Question

How do you solve the logarithmic expression $\ln x = 7.25$?

Answer 1

We have to find all possible values of $x$ satisfying a given equation. For this, first rewrite both sides in terms of the base $e$. To solve for $x$, rewrite the equation using properties of logarithms and solve for $x$. Since, exponentiation and log are inverse functions. So, use the exponential property of logarithm (ii). Then, convert the decimal exponent to a fractional exponent. Next, convert the decimal number to a fraction by placing the decimal number over a power of ten. Next, add the whole number to the left of the decimal. Next, reduce the fractional part of the mixed number. Then, convert the mixed number into an improper fraction and get the desired result.
Formula used:
Properties of Logarithm function: Following are some useful properties of logarithm function:
(i). ${\log _a}\left( {xy} \right) = {\log _a}\left| x \right| + {\log _a}\left| y \right|$, where $a > 0,a \ne 1$ and $xy > 0$
(ii). ${e^{\ln \left( x \right)}} = x$.

Complete step-by-step solution:
Given equation: $\ln x = 7.25$
We have to find all possible values of $x$ satisfying a given equation.
Rewrite both sides in terms of the base $e$.
To solve for $x$, rewrite the equation using properties of logarithms.
${e^{\ln \left( x \right)}} = {e^{7.25}}$
Solve for $x$.
Exponentiation and log are inverse functions.
Use the exponential property of logarithm, ${e^{\ln \left( x \right)}} = x$.
$\Rightarrow x = {e^{7.25}}$
Convert the decimal exponent to a fractional exponent.
Convert the decimal number to a fraction by placing the decimal number over a power of ten. Since there are 2 numbers to the right of the decimal point, place the decimal number over ${10^2}$ (100). Next, add the whole number to the left of the decimal.
$\Rightarrow x = {e^{7\dfrac{{25}}{{100}}}}$
Reduce the fractional part of the mixed number.
$\Rightarrow x = {e^{7\dfrac{1}{4}}}$
Convert the mixed number $7\dfrac{1}{4}$ into an improper fraction first by multiplying the denominator (4) by the whole number part (7) and add the numerator (1) to get the new numerator. Place the new numerator (29) over the old denominator (4).
$\therefore x = {e^{\dfrac{{29}}{4}}}$
The result can be shown in multiple forms.
Exact Form: $x = {e^{\dfrac{{29}}{4}}}$
Decimal Form: $x = 1408.104848$
Therefore, $x = {e^{\dfrac{{29}}{4}}}$ or $x = 1408.104848$ is the only solution of $\ln x = 7.25$.
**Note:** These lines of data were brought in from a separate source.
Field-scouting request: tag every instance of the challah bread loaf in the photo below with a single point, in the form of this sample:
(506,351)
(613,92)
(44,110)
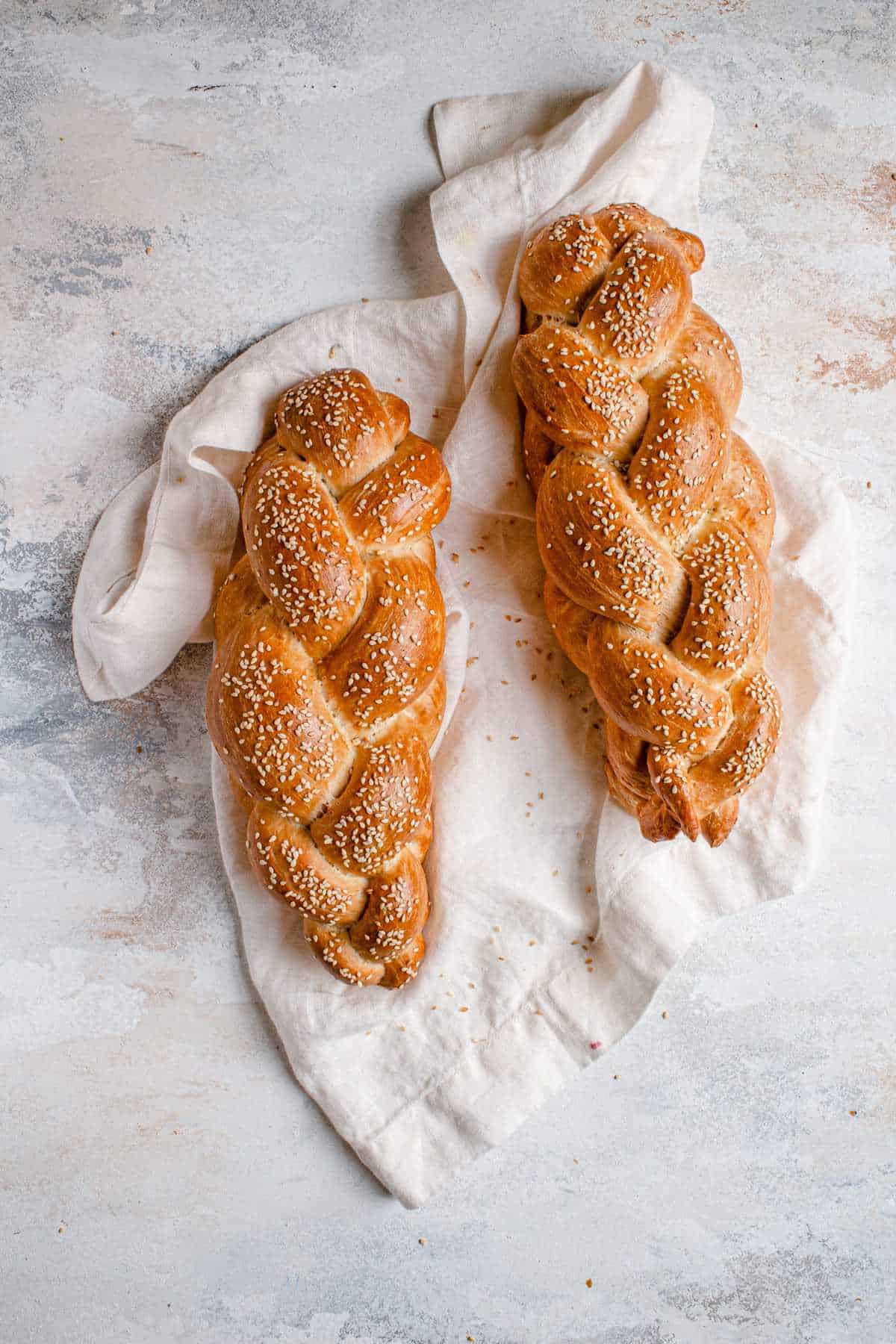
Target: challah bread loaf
(327,688)
(653,517)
Note: In above question, we can find the solutions of given equation by plotting the equation, $\ln x = 7.25$ on graph paper and determine all its solutions.

From the graph paper, we can see that $x = 1408.104848$ is the only solution of $\ln x = 7.25$.
Final solution: Therefore, $x = {e^{\dfrac{{29}}{4}}}$ or $x = 1408.104848$ is the only solution of $\ln x = 7.25$.